In today's Milwaukee Journal Sentinel, Spivak and Bice reveal that Congressman Paul Ryan has been leaning on bureaucrats regarding the proposed casino in Kenosha. This from today's column:
U.S. Rep. Paul Ryan, as we earlier reported, dialed up the Bureau of Indian Affairs in Minneapolis late last year to lean on the bureaucrats about the $808 million casino being proposed at the Dairyland Greyhound Park in Kenosha.
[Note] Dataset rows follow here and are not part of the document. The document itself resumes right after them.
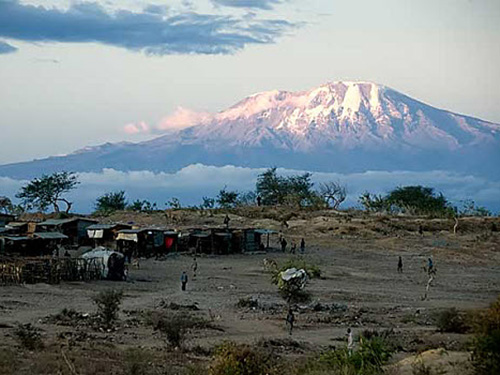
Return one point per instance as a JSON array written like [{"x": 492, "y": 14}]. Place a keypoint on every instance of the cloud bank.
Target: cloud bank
[
  {"x": 153, "y": 31},
  {"x": 256, "y": 4},
  {"x": 190, "y": 184},
  {"x": 6, "y": 48}
]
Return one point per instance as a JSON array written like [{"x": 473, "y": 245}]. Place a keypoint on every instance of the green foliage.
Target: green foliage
[
  {"x": 241, "y": 359},
  {"x": 174, "y": 326},
  {"x": 5, "y": 205},
  {"x": 110, "y": 202},
  {"x": 469, "y": 208},
  {"x": 486, "y": 344},
  {"x": 108, "y": 304},
  {"x": 415, "y": 200},
  {"x": 371, "y": 355},
  {"x": 41, "y": 193},
  {"x": 450, "y": 320},
  {"x": 295, "y": 190},
  {"x": 142, "y": 206},
  {"x": 208, "y": 203},
  {"x": 29, "y": 337},
  {"x": 174, "y": 204},
  {"x": 334, "y": 193},
  {"x": 227, "y": 199}
]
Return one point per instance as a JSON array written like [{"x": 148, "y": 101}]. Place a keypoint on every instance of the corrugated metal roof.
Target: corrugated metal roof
[
  {"x": 102, "y": 226},
  {"x": 50, "y": 235}
]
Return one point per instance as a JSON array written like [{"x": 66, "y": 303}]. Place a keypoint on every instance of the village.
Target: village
[{"x": 52, "y": 270}]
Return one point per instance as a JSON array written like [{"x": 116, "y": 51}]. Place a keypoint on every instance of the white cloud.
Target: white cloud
[
  {"x": 191, "y": 183},
  {"x": 138, "y": 128},
  {"x": 183, "y": 118}
]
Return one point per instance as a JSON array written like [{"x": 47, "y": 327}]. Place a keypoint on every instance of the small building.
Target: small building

Big-shot businessman Dennis Troha, the driving force behind the off-reservation casino, and his friends and family donated more than $31,000 to the Janesville Republican's campaign in 2005.

But now we learn that Ryan was in the face of top federal officials in February to find out what was taking them so long with the casino application.

"Jim Cason and I met with Congressman Ryan yesterday afternoon," George Skibine, director of the Office of Indian Gaming Management, wrote in a March 1 e-mail. Cason is the associate deputy secretary at the U.S. Interior Department.

"He (Ryan) asked us for a time frame to get a decision on this application. He was also really annoyed with Maria Wiseman for missing her self-imposed deadlines for reviewing the draft (environmental impact statement)."
This is not the first time that Spivak and Bice have told us about the money given to Ryan from the Kenosha Casino interests. It's just the first time that they've shown us what this kind of money gets a donor.

So let's review. Advocates for the casino give Ryan more than $31,000 in one year, and then Ryan gets in the face of the folks at the Bureau of Indian Affairs because they are not moving fast enough for his benefactors. If we switch the name Ryan to Doyle, wouldn't most on the right start talking about a "pay for play" scandal? I've asked this question before, but what's the diff? Where are the press releases? Where is the consistency? Where is the outrage from Republicans? Nowhere to be found, only double standards.